Oh one them things i stand on and it yells at me to get the heck off.


----------



## daveomak (May 11, 2019)

SFLsmkr1 said:


> Oh one them things i stand on and it yells at me to get the heck off.




Is retirement making your belt too short ???   
	

		
			
		

		
	







When I retired I "HE-MANNED" up to 287...  I'm coming down now..  I cut out beer... and I now wear suspenders...


----------



## BGKYSmoker (May 11, 2019)

daveomak said:


> Is retirement making your belt too short ???
> 
> 
> 
> ...



Ha

Thats the problem.


----------



## Fueling Around (May 12, 2019)

How did this get to a belt and suspenders thread?



streetguy said:


> Dose anyone know what the weight o a teaspoon of cure # 1 is in grams?


Very good question.
I say to ask your vendor of the pink salt due to variations of additives.
It should be around 6 grams


----------



## PolishDeli (May 13, 2019)

How to check / calibrate your teaspoon using water:
1 teaspoon is supposed to be 4.93 cc
1cc of H2O = 1mL of H2O = 1g of H2O.  
Therefore 1 teaspoon of water should weigh 4.93g

Once you see how (in)accurate your teaspoon is, you can toss it, or apply a scaling factor to any recipe you use it for.  

But even with an accurate teaspoon, it also matters how tightly packed vs sifted ingredients are.
As an extreme example consider perfectly packed Cure#1:

Density of NaCl = 2.16 g/cc
Density of NaNO2 = 2.17 g/cc
Therefore density of Cure#1 = 2.16 g/cc

1 teaspoon is = 4.93cc

2.16g / 1cc = Xg / 4.93cc;
X=10.65g of Cure #1 per teaspoon

Realistically though, 1 teaspoon Cure#1 will weigh between around 5.5g
That’s a difference of ~50%.


----------



## daveomak (May 13, 2019)

Polish, morning....   when measuring the density of solid materials, the space around the crystals is not included...  It's a solid density....
that's why the discrepancy...   
Also, depending on the salt manufacturer, volume weights can differ...

Salt Type ..........................................Weight of 1/4 cup (grams

Morton’s Table Salt..................................... 76.0
Morton Pickling Salt.................................... 74.0
La Baleine Coarse Sea Salt.........................66.8
La Baleine Fine Sea Salt............................ 64.8
Morton’s Kosher Salt.................................. 62.0
Diamond Crystal Kosher Salt..................... 45.2
Maldon Sea Salt......................................... 33.2


----------



## PolishDeli (May 13, 2019)

Hi Dave,
Correct; thanks for making that point.
My calculation was for a theoretical single crystal with dimensions 1.7cm  x 1.7cm x 1.7cm (i.e., a volume of 4.93cc).

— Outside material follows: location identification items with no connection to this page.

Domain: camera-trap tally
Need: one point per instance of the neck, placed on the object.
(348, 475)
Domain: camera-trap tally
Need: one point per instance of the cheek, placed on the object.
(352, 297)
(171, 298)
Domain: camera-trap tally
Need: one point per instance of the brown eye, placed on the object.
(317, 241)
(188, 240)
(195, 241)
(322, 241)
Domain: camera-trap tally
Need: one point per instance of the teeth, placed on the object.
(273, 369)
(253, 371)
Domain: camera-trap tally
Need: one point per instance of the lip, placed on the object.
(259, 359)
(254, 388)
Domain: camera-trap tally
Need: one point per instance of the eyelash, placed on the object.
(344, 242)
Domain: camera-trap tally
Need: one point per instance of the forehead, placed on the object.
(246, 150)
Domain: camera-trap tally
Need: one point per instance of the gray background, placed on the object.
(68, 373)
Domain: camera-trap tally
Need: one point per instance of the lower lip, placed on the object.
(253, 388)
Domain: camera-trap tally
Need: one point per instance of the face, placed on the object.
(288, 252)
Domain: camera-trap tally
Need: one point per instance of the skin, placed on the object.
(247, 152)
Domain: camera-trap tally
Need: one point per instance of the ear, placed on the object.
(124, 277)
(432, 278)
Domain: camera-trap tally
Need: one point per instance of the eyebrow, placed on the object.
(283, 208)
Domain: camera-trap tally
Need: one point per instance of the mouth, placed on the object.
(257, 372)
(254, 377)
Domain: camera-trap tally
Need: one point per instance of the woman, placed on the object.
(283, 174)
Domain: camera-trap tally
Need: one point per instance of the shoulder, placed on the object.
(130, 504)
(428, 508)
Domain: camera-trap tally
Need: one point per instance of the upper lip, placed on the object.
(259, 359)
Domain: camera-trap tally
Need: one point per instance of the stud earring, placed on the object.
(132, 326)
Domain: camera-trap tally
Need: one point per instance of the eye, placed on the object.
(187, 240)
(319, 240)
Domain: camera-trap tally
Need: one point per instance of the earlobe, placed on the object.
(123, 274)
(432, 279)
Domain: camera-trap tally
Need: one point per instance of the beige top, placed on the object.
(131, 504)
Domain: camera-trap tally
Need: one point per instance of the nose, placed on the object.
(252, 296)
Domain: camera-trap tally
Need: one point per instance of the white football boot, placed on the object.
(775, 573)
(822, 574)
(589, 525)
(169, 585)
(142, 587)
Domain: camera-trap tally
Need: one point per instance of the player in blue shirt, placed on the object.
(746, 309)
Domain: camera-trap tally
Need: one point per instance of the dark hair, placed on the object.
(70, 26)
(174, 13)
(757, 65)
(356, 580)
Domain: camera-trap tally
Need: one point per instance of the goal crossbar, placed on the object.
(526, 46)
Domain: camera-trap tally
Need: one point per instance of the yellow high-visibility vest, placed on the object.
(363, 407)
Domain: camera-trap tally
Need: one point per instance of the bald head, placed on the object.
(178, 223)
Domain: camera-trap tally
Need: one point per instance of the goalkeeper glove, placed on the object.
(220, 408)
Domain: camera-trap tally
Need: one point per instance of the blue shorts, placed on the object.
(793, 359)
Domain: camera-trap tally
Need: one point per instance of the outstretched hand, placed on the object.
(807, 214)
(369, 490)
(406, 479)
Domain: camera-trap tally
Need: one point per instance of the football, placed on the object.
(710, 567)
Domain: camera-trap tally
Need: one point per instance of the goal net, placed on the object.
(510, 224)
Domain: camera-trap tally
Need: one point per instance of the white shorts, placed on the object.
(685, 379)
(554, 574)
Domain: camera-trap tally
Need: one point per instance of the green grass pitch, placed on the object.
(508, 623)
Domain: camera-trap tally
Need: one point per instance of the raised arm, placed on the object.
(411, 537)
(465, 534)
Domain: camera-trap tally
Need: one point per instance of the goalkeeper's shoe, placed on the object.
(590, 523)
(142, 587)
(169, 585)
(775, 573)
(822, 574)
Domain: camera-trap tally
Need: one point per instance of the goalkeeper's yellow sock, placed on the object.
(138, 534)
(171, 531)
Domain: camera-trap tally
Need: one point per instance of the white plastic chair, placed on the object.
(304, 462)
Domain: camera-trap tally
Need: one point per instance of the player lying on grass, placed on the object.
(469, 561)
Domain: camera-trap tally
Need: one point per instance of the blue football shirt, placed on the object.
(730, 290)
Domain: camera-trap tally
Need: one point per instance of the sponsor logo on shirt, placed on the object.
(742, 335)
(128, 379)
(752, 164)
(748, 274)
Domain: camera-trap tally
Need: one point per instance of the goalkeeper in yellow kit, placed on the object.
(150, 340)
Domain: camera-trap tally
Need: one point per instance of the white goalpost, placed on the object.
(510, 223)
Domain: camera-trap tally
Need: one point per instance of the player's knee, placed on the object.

It was an extreme limiting example, just to illustrate that packing efficiency makes a difference.
It's why different brands and different types of salt will have such different volume to weight ratios.


----------



## AlanMerriam (Mar 2, 2022)

streetguy said:


> Dose anyone know what the weight o a teaspoon of cure # 1 is in grams?




6.4g per TSP  using 
https://www.aqua-calc.com/calculate...coma-and-blank-upc-column--blank-810671031452.


----------



## thirdeye (Mar 2, 2022)

Grain size of a particular brand over another brand can make quite a difference in volumetric amounts.   For example... Hoosier Hill Farm Prague powder #1 comes in at 4 grams/teaspoon.  Butcher Packer pink salt (Cure #1) comes in at 5.9 grams/teaspoon.


----------



## Lonzinomaker (Mar 2, 2022)

That's why I use Diging Dog farms calculator for all my cure mixes.


----------



## DougE (Mar 2, 2022)

Lonzinomaker said:


> That's why I use Diging Dog farms calculator for all my cure mixes.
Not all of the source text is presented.